Want to know still more? Me, too. The history of The Oxford English Dictionary is well-documented. Two books new to my library are Caught in the Web of Words: James Murray and the Oxford English Dictionary by K.M. Elisabeth Murray (Yale University Press, 1977) and Treasure-House of the Language: The Living OED by Charlotte Brewer (Yale University Press, 2007). The first tells the heroic story of autodidact James Murray who helmed the project most of the way through the first edition, from 1887 until his death in 1915, and is written by his grand-daughter. The more recent book describes the ongoing efforts to enable the OED to keep pace with the English language as it continues to evolve.

In addition, in 2019, the dramatic story of the struggles to create the OED were dramatized in an effective (though intense) film presentation called “The Professor. and the Mad Man” starring Mel Gibson (as James Murray) and Sean Penn as one of the dictionaries most beset, troubling, and helpful volunteers.

Regarding the Poem “Kiwi”:

I first tasted a kiwi fruit when I was twelve, newly arrived in Australia (for what turned out to be a two-year sojourn.) This beautiful, pellucid, pale green fruit was set into the white of a dazzlingly white and light and sweet cloud of meringue and whipped cream called a Pavlova, perhaps the most popular summer dessert recipe star of women’s magazine pages (which I consumed avidly as a young teen there, along with other fluffy reading such as Barbara Cartland novels.)

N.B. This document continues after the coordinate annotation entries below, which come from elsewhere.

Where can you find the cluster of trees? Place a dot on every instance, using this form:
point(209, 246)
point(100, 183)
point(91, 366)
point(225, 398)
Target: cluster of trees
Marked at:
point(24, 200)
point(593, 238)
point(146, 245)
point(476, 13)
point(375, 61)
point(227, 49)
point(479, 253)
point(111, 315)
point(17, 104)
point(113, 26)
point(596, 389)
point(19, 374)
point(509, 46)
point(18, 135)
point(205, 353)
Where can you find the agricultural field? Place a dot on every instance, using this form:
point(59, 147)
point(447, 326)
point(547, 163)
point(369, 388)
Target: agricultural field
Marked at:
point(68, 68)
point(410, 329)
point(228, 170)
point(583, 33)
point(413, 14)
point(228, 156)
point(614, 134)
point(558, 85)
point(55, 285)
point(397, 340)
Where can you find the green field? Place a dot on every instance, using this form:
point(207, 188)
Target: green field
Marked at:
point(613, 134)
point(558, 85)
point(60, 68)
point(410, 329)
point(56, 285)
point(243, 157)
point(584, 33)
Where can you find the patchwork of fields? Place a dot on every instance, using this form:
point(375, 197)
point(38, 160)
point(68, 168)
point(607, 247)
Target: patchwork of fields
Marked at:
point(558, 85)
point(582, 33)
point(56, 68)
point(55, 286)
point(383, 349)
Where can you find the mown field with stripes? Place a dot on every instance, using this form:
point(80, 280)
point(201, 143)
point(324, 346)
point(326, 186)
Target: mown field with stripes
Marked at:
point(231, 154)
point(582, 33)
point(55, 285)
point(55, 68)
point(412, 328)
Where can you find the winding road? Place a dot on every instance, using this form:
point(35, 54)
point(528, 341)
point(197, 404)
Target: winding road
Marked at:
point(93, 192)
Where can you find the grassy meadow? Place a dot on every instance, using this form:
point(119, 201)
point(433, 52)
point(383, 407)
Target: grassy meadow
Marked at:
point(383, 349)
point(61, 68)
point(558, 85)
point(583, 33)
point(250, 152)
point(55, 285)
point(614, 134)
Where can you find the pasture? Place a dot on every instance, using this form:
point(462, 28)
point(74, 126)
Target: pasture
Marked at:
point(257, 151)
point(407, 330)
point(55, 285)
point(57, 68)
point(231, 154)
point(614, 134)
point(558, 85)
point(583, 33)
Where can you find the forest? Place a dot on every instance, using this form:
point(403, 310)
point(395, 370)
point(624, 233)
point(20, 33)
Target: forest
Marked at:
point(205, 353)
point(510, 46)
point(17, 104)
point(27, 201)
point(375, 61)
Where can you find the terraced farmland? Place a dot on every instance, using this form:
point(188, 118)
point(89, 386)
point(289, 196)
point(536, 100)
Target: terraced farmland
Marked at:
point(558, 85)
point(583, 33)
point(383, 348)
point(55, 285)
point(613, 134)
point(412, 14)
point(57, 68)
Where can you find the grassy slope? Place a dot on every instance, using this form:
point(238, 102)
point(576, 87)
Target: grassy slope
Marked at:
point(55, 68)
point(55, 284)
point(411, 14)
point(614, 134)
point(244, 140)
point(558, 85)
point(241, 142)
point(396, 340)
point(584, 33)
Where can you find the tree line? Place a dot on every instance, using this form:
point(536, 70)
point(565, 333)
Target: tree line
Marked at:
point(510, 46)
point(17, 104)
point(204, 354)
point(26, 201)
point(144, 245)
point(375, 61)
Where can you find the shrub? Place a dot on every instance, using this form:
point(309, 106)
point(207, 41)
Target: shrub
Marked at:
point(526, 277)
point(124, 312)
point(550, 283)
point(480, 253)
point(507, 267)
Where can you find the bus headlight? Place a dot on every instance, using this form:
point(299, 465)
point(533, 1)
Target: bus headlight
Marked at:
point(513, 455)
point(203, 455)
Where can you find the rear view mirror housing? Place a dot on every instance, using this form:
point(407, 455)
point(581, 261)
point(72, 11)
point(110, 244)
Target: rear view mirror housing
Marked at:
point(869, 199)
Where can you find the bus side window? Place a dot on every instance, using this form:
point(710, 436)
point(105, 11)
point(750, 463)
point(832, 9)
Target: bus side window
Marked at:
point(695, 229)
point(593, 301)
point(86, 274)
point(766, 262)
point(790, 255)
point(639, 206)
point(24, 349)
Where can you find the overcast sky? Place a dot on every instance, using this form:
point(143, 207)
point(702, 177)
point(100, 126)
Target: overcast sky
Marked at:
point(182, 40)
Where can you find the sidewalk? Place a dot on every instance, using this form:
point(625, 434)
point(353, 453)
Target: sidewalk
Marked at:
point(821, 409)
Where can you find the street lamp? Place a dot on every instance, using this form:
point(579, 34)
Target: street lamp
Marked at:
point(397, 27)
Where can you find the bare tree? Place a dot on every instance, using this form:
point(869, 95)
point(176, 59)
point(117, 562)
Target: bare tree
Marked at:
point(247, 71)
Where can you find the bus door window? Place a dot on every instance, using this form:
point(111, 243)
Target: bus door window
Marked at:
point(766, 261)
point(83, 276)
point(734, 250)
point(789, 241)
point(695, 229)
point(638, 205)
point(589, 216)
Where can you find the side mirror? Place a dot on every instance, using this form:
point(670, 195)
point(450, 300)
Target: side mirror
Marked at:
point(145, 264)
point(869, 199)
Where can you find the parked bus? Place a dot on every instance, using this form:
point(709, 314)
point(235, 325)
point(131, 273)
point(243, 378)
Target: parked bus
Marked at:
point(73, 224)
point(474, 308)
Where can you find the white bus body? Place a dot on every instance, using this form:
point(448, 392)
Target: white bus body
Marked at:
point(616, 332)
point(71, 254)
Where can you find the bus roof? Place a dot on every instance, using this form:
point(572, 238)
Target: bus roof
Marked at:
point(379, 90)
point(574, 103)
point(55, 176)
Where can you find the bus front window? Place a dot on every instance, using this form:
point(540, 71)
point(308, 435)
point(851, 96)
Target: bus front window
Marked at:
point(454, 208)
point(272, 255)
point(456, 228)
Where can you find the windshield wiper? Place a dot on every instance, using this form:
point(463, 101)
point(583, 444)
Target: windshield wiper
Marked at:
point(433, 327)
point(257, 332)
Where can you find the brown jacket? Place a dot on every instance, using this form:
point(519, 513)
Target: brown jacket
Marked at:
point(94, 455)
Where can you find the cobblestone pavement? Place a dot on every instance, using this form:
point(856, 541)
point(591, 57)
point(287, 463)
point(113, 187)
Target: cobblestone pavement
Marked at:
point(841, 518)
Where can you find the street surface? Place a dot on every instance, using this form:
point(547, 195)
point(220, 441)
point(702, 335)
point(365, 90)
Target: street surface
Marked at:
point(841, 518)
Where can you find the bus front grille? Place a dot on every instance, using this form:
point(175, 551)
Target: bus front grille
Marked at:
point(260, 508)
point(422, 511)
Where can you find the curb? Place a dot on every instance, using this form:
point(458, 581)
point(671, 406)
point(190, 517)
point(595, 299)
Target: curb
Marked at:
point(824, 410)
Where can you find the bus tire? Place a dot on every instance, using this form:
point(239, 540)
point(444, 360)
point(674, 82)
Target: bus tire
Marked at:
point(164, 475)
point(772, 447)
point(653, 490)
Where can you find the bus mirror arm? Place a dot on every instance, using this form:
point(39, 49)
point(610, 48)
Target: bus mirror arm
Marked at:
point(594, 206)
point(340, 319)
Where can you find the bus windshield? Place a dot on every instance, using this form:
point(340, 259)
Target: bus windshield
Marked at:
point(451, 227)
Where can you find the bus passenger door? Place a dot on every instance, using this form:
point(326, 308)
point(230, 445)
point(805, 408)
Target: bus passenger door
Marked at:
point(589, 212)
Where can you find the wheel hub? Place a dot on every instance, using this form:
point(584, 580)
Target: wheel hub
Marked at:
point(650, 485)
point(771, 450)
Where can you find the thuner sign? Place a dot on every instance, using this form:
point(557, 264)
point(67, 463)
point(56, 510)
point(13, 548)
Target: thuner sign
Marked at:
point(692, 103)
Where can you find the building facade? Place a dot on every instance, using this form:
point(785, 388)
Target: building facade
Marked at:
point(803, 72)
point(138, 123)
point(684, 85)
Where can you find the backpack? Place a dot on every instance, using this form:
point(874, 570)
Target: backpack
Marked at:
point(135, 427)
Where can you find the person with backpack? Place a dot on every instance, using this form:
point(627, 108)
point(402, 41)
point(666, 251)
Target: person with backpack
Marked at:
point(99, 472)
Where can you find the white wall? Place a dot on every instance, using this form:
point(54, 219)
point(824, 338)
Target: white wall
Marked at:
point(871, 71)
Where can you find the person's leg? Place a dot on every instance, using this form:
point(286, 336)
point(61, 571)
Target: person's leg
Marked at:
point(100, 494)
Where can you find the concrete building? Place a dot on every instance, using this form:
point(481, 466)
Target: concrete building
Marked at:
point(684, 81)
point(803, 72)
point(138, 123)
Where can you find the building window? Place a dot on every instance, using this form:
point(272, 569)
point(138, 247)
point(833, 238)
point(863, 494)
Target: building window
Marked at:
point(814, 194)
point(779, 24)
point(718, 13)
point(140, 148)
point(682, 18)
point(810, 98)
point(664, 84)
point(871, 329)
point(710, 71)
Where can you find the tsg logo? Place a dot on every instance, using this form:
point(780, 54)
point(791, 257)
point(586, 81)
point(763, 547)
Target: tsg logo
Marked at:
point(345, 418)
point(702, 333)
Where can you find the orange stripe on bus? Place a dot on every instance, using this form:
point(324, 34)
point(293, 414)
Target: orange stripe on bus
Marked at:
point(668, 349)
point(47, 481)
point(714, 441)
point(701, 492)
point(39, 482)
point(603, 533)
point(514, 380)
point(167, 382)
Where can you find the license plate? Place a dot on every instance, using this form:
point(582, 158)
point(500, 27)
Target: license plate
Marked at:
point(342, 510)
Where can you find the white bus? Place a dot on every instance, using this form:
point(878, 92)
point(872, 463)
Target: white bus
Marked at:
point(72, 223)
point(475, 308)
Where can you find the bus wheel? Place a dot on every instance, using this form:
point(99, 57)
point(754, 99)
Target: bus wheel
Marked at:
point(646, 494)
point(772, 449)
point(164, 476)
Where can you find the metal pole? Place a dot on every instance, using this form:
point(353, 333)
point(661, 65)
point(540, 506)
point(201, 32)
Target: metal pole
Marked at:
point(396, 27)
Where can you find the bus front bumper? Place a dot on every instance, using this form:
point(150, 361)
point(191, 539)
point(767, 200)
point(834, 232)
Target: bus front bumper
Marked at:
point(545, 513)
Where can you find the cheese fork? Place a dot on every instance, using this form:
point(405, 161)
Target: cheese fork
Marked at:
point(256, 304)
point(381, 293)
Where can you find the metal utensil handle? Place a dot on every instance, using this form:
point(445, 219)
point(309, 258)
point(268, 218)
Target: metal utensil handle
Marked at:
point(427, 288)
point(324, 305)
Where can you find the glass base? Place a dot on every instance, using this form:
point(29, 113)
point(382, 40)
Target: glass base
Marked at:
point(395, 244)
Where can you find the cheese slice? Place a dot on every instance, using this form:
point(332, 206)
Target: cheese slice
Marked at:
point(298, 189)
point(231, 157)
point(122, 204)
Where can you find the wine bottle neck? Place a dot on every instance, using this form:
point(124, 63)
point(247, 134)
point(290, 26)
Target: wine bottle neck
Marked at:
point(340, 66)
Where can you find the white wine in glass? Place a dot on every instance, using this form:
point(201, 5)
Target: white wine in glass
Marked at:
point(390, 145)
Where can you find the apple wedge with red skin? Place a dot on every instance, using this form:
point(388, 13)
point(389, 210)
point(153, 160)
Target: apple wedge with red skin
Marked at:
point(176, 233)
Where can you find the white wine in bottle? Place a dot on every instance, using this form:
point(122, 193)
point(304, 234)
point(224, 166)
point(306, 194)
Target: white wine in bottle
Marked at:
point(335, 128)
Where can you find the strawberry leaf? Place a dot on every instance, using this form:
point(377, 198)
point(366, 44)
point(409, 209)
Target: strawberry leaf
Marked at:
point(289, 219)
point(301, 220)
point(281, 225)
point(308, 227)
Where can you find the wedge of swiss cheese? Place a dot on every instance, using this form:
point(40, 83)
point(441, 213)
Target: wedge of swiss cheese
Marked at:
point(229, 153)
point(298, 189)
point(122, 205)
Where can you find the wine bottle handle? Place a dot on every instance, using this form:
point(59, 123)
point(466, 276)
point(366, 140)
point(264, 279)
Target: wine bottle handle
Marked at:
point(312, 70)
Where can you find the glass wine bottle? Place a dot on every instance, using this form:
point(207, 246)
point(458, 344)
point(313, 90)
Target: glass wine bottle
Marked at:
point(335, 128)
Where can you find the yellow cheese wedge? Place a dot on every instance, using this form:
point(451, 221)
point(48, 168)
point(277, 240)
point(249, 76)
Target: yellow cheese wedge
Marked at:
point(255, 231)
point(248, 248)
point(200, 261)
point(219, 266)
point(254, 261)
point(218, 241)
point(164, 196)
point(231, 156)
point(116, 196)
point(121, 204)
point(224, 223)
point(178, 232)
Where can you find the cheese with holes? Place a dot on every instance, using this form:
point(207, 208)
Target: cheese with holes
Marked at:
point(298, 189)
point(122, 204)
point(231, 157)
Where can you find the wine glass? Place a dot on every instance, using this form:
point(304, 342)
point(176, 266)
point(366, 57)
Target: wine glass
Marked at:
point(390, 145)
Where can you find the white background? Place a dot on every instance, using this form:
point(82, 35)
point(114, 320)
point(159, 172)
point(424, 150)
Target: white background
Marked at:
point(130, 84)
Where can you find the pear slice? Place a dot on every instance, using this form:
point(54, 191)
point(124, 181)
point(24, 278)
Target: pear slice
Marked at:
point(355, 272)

Now I have a kiwi vine planted to the north of our front porch. It is beautiful, airy, sturdy, and even voracious. Every summer, we are compelled to get out the clippers so that it doesn’t consume the porch railings. Every few summers, now that I have a stand mixer, I whip egg whites and try to recapture the magic of that first bite of Pavlova (named by an Australian chef, it is said, in honor of prima ballerina Anna Pavlova’s visit Down Under in 1926, aiming to equal her legendary lightness.) Perhaps the kiwi vine, itself offer the better metaphor for Pavlova with its vaulting arabesques and reedy flexible toughness?

Kiwi Vine, April 2021
Kiwi Vine in Full Leaf and Flower, Shielding a Wren’s Nest

Until tomorrow,

LESLIE

P.S. My copy of the OED offers no entry for “Kiwi” in the sense of native New Zealander or scrumptious dessert, only for the Maori-derived name for the bird whose Latin name is apteryx, or “wingless.”